O jornalista aponta também que a entidade conta com uma relação “promíscua” com setores da mídia e com a classe política. “Fico me perguntando como em 20 anos, com políticos esclarecidos como Fernando Henrique e Lula já tendo passado pelo presidência, dirigentes como Ricardo Teixeira permanecem tendo o poder que tem. Acho que o poder que a cartolagem do esporte exerce é o da sedução. Fazem coisas erradas, mas depois colocam uma estrela do esporte na mesa com o político, levam atletas para Brasília. Um homem como o Lula, que comprou a briga do Estatuto do Torcedor, tempos depois estava no Haiti com a seleção”.
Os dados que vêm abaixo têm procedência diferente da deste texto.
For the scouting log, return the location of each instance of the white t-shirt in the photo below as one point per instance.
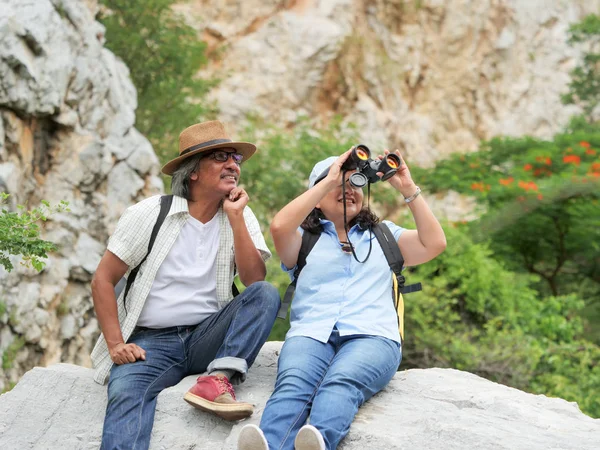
(184, 291)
Ainda assim, Juca Kfouri acredita que se enganam os políticos que apostam no capital político conquistado por meio desta relação ambígua com cartolas do esporte. “Eleitoralmente, o presidente da República que pusesse esta canalha para correr seria ovacionado. O povo não gosta deles (dirigente de federações esportivas), tanto que eles não vão ao estádio, pois sabem que seriam escorraçados”.

Kfouri ressalta que dirigentes esportivos controversos não são “privilégio” do Brasil. “Este é um panorama mundial. Está aí o Nicolás Leoz, que é praticamente presidente vitalício da Conmebol. O esporte tem esta particularidade de atrair pessoas que querem levar uma vida fácil e glamorosa”.